I've written this letter countless times over the past several weeks. I don't know how else to say it but... damn I swore I wasn't going to cry- Jack, it's over between us.

I've been your trusty manpurse for a few years now. We've saved this great country together, in case you've forgotten. I was there when you had to fake your death and leave your whole life behind. I was there when you came back out of hiding and blew up those terrorists at the airport. I was there when you clutched sweet Tony to your breast and watched him die. I was there when you got revenge on Henderson, ontop of that Russian submarine. But it wasn't all business, was it? We had some laughs too. Remember when you screwed with that diplomatic plane's avionics by pulling on those tension chords? Dude, you're a wildman!

But it's been almost 13 hours since you've been back in the States and you haven't so much as looked at me. I'm The Jack Sack for crissake! Without you I'm just like every other olive-colored canvas messenger bag that anyone can buy (by clicking the convenient link on the righthand side of this wonderous blog!). The other sacks know something's up. They ask me "Hey, have you talked to Jack lately?" Or "Where's Jack been, have you two broken up?" I'm sure your friends don't ask about me... I know they never liked me let alone noticed my presence! It's one thing if you just manned-up and told me we were finished. But to wait here, in your locker at CTU... I don't deserve to be ignored.

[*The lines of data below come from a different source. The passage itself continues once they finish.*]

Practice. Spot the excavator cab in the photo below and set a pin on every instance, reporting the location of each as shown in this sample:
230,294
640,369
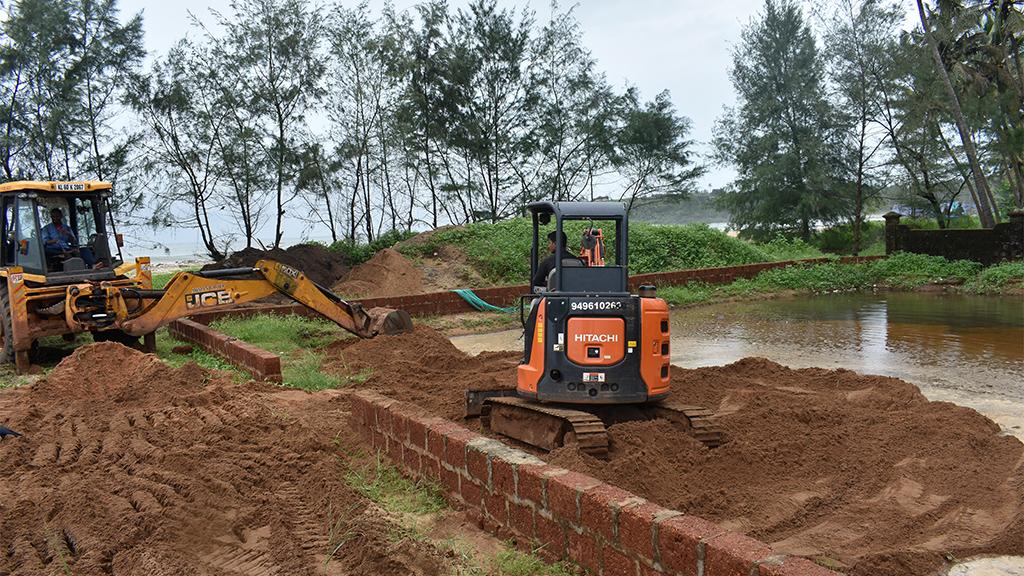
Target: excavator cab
594,353
588,339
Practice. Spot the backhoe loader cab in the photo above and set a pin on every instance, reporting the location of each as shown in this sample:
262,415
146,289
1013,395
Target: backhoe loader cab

I didn't want things to end this way, but you've given me no choice. Don't bother writing or calling, I'm leaving later today on the next Greyhound to West Virginia, where a nice crime reporter told me he's got a place for me in his home. Be good, Jack. You've always managed to find a way to do your job. I thought we could have had one last adventure together, but I'll just have to rely on some fond memories to guide me through this miserable journey called life.

-The Sack Formerly Owned By Jack


Unregistered Coward said...

Tension cords? What a sad sack you are.

Maybe flight control cables.

The Jack Sack said...

But these cables are tense, no? The situation was most certainly so at the time. I'm sticking with "tension chords!" ;)

steveegg said...

I hereby predict you and Jack will be reunited in the next 2 hours.

Anonymous said...

Theres been no sign as yet..and with Aaron showing up and doing the whole bondage thing with martha and handcuffs, there may be no need for it.

Aaron can handle it all by his little self..

The crime reporter from WV

TheJackSack said...

The Jack Sack is inconsolable. Lawrence promises to take The Jack Sack in if Jack doesn't come around in time. These abandoned sacks need good homes!

The Aaron/Martha relationship bugs me. Aaron really ought to know better than to mix it up with that dizzy broad.

Unregistered Coward said...

But these cables are tense, no? The situation was most certainly so at the time. I'm sticking with "tension chords!"

Flight control cables are taut. Tension chords would be something a frustrated musician might produces. Tension Sheets would be what you'd find on Red Dwarf

Anonymous said...

don't cry jack sack..jack has dumped so many more before you! he's just distracted...he's been just watch..he's gonna reach out for you and find you not there and realize his mistake! He'll beg to have you back, i know it, so just hang in there. But, if it is true, and Jack has ~sob~ moved on, I have a lovely Glock that needs a warm place to hang out, maybe we can consider you?